LEGAL EASE: Jersey’s new LLPs

Jersey enacted the Limited Liability Partnership (Jersey) Law 1997 to take advantage of the professional services’ trend to convert from general partnerships to a limited liability structure.

A Jersey limited liability partnership (LLP) is a legal person distinct from its partners which can own property, sue and be sued in its name.  Each partner is required to contribute effort and skill to the business of the LLP as agents of the partnership but not each other.

Broadly, they are liable for their acts and their mistakes, but not the ones made by their partners.

The LLP law was drafted with input from the major accountancy practices but, following the enactment in the UK of equivalent legislation, and the requirement in Jersey for a financial provision by way of a £5 million (€6.1 million) bond from a bank or insurance company, the law atrophied – and (until last year) no LLPs were registered.

The Jersey position remained for many years, while in parallel LLP legislation was developed and used in other jurisdictions, such as Japan, Singapore and India. There have also been a number of high-profile LLP collapses during these years, notably the Enron scandal, followed by the implosion of Arthur Andersen LLP in 2002 – which serve to underline the structural robustness of the LLP vehicle.

The Jersey position has, however, recently been reversed by the Limited Liability Partnerships (Amendment of Law) (Jersey) Regulations 2013: this removes the £5 million financial provision requirement and substitutes a requirement that withdrawals of partnership property from the LLP may only be made where a specified solvency statement has been given in the period of 12 months prior to the payment out.

This opens the way for the use of LLPs in a wide range of differing scenarios, and is very timely, given the tax changes coming through in the UK, and the drive offshore for investment managers and advisors in the light of the Alternative Investment Fund Managers Directive.

POLICY CHANGE
To further facilitate the use of LLPs, the Jersey regulator (the JFSC) has just amended its policies applied to licensed (regulated) entities, so that an LLP may be licensed under fund service business in the categories of investment manager, investment advisor, general partner or manager (with licensing of additional activities anticipated in the future).

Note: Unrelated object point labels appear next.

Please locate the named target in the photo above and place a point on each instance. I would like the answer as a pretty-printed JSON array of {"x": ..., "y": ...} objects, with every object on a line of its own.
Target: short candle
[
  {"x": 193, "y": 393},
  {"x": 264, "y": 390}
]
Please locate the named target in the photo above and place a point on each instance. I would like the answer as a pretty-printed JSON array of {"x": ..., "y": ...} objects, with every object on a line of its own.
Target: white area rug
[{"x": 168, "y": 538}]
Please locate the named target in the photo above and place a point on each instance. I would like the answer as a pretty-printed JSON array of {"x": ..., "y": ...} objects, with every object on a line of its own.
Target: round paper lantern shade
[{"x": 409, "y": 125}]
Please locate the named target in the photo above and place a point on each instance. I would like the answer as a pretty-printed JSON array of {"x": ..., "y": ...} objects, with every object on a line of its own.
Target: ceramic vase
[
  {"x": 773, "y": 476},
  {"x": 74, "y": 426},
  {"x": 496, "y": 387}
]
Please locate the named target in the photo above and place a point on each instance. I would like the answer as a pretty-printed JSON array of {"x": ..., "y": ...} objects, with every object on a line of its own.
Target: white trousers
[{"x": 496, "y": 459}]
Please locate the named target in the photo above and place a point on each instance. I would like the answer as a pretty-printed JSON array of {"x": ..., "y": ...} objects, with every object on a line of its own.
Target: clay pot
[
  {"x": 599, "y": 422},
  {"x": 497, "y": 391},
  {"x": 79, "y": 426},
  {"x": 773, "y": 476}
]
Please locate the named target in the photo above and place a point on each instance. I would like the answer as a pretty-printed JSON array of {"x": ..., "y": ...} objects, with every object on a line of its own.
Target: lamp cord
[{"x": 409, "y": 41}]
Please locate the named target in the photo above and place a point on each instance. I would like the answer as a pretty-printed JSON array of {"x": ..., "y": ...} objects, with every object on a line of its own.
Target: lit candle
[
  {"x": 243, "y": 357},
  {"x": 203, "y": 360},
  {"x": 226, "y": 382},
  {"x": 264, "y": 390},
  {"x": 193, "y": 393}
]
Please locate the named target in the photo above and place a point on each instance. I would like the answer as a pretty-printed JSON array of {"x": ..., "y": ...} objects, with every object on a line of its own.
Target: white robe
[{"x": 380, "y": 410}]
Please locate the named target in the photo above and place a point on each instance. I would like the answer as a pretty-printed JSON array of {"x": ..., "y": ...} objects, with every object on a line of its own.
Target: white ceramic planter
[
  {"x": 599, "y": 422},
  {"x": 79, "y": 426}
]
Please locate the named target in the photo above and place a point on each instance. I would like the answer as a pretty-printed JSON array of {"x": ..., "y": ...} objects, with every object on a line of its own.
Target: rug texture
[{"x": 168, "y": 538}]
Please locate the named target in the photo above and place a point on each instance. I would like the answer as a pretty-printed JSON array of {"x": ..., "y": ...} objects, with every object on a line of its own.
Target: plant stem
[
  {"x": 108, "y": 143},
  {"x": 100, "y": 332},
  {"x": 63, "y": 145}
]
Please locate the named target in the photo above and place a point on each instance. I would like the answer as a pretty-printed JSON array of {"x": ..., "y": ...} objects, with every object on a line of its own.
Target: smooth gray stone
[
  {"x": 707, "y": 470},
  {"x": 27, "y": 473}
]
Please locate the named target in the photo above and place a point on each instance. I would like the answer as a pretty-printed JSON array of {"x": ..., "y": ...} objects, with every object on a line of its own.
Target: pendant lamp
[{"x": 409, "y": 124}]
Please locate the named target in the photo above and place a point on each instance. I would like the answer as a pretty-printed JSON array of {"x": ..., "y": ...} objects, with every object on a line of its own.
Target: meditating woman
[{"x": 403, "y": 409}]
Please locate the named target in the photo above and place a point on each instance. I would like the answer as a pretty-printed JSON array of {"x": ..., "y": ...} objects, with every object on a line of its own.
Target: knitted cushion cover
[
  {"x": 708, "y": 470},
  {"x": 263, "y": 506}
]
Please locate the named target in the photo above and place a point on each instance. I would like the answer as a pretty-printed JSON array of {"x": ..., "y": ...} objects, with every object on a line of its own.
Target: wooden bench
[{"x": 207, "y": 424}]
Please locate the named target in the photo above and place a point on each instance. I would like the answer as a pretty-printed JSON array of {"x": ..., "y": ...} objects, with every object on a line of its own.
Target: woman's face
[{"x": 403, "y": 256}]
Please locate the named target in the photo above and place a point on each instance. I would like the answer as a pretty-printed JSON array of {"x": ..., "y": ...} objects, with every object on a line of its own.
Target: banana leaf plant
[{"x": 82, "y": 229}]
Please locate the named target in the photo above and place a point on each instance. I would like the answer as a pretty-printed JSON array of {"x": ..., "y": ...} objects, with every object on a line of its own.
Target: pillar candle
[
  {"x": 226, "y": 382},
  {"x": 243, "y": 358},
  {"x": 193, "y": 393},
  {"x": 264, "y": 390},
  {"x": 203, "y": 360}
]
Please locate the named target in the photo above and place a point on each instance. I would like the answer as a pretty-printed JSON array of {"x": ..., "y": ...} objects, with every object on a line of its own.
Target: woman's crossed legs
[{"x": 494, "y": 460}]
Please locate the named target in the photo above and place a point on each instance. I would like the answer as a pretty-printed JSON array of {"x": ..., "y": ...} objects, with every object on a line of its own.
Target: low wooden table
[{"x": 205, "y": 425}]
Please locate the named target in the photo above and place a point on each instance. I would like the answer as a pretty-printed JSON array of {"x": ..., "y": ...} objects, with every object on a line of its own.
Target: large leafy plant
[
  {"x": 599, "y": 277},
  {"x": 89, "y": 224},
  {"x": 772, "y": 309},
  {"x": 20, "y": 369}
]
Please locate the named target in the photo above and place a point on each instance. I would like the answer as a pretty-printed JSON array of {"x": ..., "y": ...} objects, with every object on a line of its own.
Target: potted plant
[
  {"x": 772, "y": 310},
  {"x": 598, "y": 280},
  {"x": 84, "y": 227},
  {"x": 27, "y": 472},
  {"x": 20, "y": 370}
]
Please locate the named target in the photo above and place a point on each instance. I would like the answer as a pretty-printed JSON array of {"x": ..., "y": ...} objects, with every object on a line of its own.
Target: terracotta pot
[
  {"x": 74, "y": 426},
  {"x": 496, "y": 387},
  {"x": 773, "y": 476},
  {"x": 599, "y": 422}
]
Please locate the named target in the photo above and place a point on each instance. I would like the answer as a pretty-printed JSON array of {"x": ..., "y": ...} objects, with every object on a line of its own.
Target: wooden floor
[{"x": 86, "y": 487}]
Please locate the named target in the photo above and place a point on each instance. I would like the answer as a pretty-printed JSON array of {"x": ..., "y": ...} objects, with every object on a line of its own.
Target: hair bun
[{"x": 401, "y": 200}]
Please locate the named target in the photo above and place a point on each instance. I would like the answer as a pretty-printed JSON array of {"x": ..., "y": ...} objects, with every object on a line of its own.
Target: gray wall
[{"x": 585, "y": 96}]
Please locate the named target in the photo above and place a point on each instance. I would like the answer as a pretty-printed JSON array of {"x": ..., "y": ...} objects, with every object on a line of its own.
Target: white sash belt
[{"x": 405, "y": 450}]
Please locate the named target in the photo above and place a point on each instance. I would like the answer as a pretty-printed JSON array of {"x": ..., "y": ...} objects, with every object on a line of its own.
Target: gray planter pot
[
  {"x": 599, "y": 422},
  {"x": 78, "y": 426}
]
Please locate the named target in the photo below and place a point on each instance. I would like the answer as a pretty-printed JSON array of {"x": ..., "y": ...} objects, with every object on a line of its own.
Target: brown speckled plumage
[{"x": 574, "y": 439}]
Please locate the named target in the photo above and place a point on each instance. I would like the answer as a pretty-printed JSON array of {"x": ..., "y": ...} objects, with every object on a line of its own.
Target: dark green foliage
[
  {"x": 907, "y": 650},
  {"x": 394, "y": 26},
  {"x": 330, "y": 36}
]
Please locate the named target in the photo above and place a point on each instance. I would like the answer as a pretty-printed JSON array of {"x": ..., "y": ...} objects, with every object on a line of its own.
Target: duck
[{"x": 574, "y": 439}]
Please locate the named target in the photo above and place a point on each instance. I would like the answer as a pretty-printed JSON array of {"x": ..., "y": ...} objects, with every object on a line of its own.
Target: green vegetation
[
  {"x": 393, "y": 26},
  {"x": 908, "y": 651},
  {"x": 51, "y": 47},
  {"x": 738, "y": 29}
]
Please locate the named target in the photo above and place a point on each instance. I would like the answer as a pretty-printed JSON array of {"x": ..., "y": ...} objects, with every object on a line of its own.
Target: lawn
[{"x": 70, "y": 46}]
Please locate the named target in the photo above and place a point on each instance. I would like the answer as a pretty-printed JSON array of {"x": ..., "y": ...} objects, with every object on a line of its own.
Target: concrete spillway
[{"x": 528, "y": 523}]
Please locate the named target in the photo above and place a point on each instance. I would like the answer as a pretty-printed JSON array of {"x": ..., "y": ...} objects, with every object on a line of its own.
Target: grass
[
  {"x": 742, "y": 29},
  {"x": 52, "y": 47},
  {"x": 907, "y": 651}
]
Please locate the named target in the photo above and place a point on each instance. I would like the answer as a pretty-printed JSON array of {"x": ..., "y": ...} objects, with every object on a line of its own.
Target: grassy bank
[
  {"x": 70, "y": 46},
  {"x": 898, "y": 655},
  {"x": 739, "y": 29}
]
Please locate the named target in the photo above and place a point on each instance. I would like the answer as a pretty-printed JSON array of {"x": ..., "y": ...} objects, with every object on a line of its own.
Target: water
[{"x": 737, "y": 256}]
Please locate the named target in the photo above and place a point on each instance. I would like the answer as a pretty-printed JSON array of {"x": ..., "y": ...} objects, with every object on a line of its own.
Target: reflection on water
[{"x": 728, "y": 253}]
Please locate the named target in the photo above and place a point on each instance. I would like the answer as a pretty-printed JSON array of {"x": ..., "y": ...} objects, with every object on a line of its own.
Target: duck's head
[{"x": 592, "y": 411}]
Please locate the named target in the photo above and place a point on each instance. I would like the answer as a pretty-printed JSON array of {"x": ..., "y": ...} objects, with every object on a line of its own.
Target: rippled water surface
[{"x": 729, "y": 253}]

The new policy requires that the LLP’s partners participating in its management must be individuals (based anywhere in the world) or, if companies, must be registered in Jersey and have at least two Jersey resident directors. 

The LLP must also have a Jersey resident partner that is the “designated partner” (the partner responsible for certain formalities under the LLP Law).

Other partners in the Jersey LLP may be individuals or companies, but any such company must have only natural persons as its directors.

The LLP will still need to comply with the usual licensing requirements and – in particular – will need to have two or three persons (two if no client money/three if client money can be handled) who are natural persons within the partnership of the LLP or who are directors of a corporate partner, who satisfy the JFSC’s principal person’s test.

These changes have started to open up the usage of LLPs in Jersey, with the numbers anticipated to accelerate.